MINORITY Leader, Haruna Iddrisu, has questioned why the ministry of finance is, on its own, writing to companies and revoking tax exemptions granted by Parliament.
Mr. Iddrisu believes such an action by the ministry was in flagrant violation of the 1992 Constitution.
During the vetting of the Deputy Minister of Finance-designate, Kweku Kwarteng, the minority leader minced no words in chiding the action by the ministry and demanded to know from the deputy minister why his soon-to-be boss, was violating the constitution.
Under Article 174 of the 1992 Constitution, Parliament is clothed with the power to grant tax exemptions to companies based on the economic strategies of the government in power.
According to the law, “(1) No taxation shall be imposed otherwise than by or under the authority of an Act of Parliament, (2) Where an Act, enacted in accordance with clause (1) of this article, confers power on any person or authority to waive or vary tax imposed by that Act, the exercise of the power of waiver or variation, in favour of any person or authority, shall be subject to the power approval of Parliament by resolution, (3) Parliament may by resolution, supported by the votes of not less than two-thirds of all members of Parliament, exempt the exercise of any power from the provisions of clause (2) of this article.”

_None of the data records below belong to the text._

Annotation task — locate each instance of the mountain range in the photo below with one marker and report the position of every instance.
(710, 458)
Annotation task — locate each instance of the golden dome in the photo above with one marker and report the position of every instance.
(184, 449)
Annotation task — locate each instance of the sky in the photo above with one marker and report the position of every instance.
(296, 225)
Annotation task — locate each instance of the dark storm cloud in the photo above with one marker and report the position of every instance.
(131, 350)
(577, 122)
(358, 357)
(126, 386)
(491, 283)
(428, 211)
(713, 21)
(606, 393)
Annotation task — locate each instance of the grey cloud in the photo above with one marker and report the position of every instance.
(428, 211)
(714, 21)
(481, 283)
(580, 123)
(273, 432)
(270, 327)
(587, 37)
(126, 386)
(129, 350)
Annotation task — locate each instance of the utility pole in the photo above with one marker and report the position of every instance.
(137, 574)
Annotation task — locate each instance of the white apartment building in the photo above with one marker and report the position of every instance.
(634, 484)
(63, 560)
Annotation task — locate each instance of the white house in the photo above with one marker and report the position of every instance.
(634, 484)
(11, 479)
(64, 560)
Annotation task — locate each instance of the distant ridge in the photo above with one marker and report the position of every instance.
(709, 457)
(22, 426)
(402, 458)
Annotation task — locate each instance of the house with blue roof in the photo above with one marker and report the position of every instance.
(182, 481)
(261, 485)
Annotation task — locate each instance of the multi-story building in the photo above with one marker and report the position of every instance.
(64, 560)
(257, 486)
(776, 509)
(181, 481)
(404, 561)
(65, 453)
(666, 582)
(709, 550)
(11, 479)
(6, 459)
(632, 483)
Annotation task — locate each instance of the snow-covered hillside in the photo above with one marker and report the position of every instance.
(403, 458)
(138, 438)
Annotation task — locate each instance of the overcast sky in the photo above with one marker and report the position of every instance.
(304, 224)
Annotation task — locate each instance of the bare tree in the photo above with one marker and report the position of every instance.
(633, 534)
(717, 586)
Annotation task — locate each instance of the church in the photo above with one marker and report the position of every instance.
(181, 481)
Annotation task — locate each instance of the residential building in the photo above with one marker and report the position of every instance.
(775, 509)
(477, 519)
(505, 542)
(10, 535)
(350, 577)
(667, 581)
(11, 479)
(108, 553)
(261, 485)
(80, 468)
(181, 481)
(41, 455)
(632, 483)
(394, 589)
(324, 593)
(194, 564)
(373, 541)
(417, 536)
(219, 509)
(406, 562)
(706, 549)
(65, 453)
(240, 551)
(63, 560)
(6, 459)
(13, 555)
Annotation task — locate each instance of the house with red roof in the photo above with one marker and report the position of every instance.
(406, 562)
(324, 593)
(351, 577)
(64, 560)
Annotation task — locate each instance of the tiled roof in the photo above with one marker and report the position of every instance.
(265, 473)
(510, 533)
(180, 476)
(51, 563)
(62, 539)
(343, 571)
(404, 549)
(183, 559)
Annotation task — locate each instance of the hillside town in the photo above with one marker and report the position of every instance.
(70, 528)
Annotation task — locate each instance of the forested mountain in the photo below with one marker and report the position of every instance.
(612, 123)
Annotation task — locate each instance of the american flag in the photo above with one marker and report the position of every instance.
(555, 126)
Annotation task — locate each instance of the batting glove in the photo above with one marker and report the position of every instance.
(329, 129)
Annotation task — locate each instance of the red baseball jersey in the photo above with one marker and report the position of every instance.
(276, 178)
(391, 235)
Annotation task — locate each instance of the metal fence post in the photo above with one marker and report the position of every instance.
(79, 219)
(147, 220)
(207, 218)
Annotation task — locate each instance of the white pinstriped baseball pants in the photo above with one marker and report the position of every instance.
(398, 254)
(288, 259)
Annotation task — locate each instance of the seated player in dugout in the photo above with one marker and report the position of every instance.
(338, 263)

In conformity with the law, the minority leader said the legislative arm, had in recent past, given tax exemptions to some companies based on agreed principles and the roles the companies were playing in the economic growth and development of the country.
He argued that by that same power, “it is Parliament that must revoke tax exemptions, insisting the ministry has no power to issue a ministerial fiat to the companies to revoke that which has been granted by Parliament.
He did not however, say which companies have had their tax exemptions revoked by the ministry.
But the deputy finance minister-nominee admitted that Parliament has the power to grant tax exemptions but added that the ministry was attempting to regularise the tax administration in the country by writing to the companies.
Not impressed with his answer, the minority leader quoted the law and demanded to know from the deputy minister if the ministry went about revoking tax exemptions to the companies the right way.
But the Chairman of the Appointments Committee of Parliament, Joe Osei Owusu, came to the defence of the nominee saying that Parliament indeed has the power to grant tax exemptions and waive same but if the ministry has done something illegal, Parliament must go ahead and invite him to appear before the House and answer why he took that decision.
According to him, it was not appropriate to ask a deputy minister-nominee to answer same during vetting.